Kleidermacher: Multicore is a big trend and there are a lot of designs going that way. We’ve been looking at it from several different angles. One is how you develop the application on multicore. The second is, how do you debug an analyze that, and what are the interactions? The third is, what does the run-time environment look like to best manage the software? In terms of how you develop, we believe this whole parallel/concurrency issue is overblown. Most applications in the embedded space are already multithreaded. The issue for us is not whether my system is going to take advantage of multicore, but whether there’s a standardized way of doing multithreading. In debugging, there’s virtualization that can help you. One of the new trends is multicore trace. ARM and Nexus allow you to trace not just one core but multiple cores, and not just the CPUs, but accelerators and other kinds of engines on that system. You might have four or five different things going on at the hardware level. If you can trace them all together in a time-correlated manner, you have amazing visibility. And at the run-time level, if you’re running an SMP operating system on that, you’re done.

Q: But you’re talking about a very limited portion of the market. This is not an eight-core general purpose processor, is it?
Kleidermacher: No, you’re absolutely right. The world of multicore architectures is diverse. There are tightly coupled versus loosely coupled. There is homogeneous versus heterogeneous. DaVinci or Cell are tightly coupled but heterogeneous. That’s a lot harder because there is no standard. How you talk from an PowerPC to these Cell engines is completely different from an XScale to a network processor engine, which is completely different from how a DaVinci/ARM core talks to a DSP engine. Unfortunately, our life is really bad. We have to make sure we talk to all their APIs. But the debugging tools can be common.
McLellan: I don’t think you try to accelerate Word.
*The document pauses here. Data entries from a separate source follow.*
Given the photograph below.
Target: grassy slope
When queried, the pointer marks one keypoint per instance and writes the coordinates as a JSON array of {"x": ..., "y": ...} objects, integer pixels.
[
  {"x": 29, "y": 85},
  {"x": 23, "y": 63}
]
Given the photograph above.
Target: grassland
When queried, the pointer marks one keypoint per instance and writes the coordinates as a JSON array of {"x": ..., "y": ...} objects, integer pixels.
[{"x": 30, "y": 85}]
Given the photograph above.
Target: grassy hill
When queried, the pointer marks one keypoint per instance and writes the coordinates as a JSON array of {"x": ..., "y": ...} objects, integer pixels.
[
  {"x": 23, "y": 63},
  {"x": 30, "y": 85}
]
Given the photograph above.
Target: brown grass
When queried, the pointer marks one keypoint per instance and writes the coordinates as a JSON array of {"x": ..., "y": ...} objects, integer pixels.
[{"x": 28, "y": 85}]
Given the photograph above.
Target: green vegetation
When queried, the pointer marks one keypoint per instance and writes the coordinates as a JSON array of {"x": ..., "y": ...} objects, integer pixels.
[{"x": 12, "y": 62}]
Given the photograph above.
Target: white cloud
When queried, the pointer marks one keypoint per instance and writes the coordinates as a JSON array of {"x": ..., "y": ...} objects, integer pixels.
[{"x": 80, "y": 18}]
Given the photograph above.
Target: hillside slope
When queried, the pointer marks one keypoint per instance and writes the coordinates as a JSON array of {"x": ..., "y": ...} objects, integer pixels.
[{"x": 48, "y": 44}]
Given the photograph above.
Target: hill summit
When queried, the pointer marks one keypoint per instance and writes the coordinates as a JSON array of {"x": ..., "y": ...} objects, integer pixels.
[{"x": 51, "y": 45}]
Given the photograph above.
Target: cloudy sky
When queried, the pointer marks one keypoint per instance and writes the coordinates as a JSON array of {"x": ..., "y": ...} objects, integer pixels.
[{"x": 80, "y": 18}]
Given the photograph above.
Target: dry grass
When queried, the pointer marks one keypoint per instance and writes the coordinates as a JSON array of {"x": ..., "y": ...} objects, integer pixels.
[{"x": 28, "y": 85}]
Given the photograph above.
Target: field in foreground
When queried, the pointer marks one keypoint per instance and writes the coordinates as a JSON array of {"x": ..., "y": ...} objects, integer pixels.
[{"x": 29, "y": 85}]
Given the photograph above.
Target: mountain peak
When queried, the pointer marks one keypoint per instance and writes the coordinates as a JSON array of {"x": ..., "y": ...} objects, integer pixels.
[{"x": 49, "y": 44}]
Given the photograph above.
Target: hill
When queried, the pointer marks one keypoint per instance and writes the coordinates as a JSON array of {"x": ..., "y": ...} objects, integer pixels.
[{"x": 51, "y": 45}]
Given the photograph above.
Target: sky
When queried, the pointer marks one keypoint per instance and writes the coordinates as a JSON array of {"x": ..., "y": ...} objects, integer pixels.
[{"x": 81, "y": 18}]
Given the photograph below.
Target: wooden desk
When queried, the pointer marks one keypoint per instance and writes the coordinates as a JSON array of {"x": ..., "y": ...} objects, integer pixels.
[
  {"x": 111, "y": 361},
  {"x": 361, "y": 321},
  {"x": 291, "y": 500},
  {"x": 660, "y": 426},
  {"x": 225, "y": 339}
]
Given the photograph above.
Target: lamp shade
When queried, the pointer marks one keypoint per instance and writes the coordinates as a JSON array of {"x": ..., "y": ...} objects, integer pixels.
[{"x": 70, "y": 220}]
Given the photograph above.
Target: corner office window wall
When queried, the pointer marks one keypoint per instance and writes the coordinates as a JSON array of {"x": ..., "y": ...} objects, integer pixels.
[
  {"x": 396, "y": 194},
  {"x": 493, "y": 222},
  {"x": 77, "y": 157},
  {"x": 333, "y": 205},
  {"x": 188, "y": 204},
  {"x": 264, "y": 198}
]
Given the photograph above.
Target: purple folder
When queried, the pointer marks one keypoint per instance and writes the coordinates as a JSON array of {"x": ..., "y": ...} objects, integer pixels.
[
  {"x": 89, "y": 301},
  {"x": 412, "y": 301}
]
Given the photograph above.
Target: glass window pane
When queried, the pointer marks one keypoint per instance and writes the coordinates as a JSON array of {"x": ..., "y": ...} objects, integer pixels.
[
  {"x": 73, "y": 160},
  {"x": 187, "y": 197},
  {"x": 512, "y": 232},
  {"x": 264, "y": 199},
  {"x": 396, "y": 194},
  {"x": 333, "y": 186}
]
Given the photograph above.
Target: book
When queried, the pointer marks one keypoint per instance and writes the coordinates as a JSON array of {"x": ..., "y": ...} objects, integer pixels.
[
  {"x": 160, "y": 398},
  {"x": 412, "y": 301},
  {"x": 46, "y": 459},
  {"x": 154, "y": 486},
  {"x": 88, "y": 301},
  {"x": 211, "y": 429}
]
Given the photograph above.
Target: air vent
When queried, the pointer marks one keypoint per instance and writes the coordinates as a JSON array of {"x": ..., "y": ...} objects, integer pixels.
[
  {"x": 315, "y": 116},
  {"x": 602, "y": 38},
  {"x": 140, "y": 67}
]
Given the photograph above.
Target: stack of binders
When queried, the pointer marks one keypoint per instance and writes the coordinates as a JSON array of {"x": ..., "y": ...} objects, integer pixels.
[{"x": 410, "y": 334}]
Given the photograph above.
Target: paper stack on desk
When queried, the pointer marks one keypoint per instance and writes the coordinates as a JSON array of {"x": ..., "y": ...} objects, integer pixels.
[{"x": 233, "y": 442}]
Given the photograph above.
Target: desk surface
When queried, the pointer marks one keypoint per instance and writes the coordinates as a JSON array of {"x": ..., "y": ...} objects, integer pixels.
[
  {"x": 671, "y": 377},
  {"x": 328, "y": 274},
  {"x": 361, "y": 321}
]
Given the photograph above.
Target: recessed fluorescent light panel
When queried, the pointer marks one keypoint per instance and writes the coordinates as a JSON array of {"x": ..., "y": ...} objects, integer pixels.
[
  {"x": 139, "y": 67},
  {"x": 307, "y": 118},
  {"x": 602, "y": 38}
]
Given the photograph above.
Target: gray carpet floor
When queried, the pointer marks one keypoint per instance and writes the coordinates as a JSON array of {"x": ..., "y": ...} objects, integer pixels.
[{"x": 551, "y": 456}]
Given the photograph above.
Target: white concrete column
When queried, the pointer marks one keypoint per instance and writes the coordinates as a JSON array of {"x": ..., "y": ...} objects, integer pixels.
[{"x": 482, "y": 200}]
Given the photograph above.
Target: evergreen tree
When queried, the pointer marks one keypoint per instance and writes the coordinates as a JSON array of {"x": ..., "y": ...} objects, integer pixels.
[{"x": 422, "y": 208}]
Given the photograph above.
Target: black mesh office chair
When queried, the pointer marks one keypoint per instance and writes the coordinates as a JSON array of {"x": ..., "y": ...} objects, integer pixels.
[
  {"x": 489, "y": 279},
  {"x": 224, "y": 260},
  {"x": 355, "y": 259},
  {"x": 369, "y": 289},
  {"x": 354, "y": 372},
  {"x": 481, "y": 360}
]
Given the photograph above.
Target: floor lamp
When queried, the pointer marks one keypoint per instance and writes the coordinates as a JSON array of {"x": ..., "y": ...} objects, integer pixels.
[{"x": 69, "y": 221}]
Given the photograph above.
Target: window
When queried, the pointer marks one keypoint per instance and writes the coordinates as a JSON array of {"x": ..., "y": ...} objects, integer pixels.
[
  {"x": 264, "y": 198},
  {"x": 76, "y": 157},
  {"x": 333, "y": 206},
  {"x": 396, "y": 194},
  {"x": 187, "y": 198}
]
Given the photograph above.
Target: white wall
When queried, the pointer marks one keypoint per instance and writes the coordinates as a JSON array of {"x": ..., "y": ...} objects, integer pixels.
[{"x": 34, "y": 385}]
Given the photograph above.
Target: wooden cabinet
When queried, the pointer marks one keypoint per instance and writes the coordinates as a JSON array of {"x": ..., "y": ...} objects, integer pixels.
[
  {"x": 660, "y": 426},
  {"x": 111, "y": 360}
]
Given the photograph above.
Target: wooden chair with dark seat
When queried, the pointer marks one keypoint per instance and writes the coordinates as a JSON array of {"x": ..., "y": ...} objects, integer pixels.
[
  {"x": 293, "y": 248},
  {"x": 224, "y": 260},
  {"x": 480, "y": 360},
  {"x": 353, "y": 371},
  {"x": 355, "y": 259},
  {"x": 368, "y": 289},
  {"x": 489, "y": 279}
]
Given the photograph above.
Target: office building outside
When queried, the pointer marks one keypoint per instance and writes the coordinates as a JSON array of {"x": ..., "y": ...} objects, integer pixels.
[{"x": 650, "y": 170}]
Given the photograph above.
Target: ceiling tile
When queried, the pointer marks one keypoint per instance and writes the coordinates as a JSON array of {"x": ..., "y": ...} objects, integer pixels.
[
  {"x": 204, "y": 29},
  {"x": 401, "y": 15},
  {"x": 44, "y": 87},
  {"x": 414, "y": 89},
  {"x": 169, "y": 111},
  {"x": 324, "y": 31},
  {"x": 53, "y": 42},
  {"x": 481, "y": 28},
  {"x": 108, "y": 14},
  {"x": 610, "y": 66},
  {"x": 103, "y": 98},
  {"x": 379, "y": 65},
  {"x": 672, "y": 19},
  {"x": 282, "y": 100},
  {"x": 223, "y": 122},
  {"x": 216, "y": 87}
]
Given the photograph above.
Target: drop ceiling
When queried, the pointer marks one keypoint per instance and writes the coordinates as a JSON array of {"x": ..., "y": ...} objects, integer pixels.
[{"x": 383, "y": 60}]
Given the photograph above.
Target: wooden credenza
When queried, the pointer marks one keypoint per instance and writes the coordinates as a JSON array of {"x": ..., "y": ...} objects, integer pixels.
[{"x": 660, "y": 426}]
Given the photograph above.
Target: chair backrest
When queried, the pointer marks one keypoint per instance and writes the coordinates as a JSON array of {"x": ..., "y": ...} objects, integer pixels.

But you may try with a game. To get that to work on Cell, you almost have to hand craft the algorithm down at a very low level. You can’t take an algorithm written at a very high level and say there’s a PowerPC in there and eight other processors and make them all run really fast. You have to figure out what you’re going to do on each processor and how they’re going to communicate.
Serughetti: That’s a traditional tradeoff between hardware and software. With software, you get flexibility. With hardware you gain performance. There’s still a lot of discussion in the market. Where would you go for a hardware multicore solution? There’s a lot of research out there with tasks distributed around each core. On the other side, you have software solutions. Different applications will drive different needs.
McLellan: There’s another trend that is starting to happen. The U.S. is a laggard in this, but it’s about thinking of systems more holistically. Before the Boeing 787, each of their subcontractors had to supply a piece of hardware that was networked together, and within that hardware ran the software. There were a lot of wire harnesses and a lot of weight. The 787 is more integrated at the software level.